# Informations about the contributor status



## thedarkoceans (Sep 10, 2011)

yo guys.i need some infos,better if given from the mods or the admin that know a lot.so guys i know i have to pay to be a contributor.
what are the features for this status?
thanks a lot.maybe i'll be a contributor soon.
tdo.


----------



## espman (Sep 10, 2011)

More space in your inbox for PM's, less adds and the ability to have a .gif as your avatar.
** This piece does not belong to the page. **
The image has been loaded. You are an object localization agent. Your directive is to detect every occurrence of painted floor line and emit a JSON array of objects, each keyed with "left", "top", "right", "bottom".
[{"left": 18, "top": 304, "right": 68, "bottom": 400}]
I'm sure there's more, but that's all I can think of at the moment.

Edit: Now that I am a contributor (been meaning to do that for a while now ), that's still all I can think of, I'm sure I'll realize more cool shit as I get used to it.

Also, +1 to what Ninteyfour said


----------



## Ninetyfour (Sep 10, 2011)

The self satisfaction gained from donating to keep a great community going


----------



## Sephael (Sep 10, 2011)

where/how exactly do we proceed with making a donation?


----------



## ivancic1al (Sep 10, 2011)

^ This


----------



## espman (Sep 10, 2011)

Sephael said:


> where/how exactly do we proceed with making a donation?


 User CP > Paid Subscriptions > Pick whick level you want, and pay with paypal.


----------



## Explorer (Sep 10, 2011)

I like that one might need more incentive to support SS.org than just supporting it. This site rocks.

Maybe I should have held out for the membership drive, and gotten that cool keychain....

I don't think there's any difference between the two levels of membership, other than the amount of love you show to SS.org.


----------



## Michael T (Sep 14, 2011)

Thanks for the info & how to , I'm now a contributor also !!


----------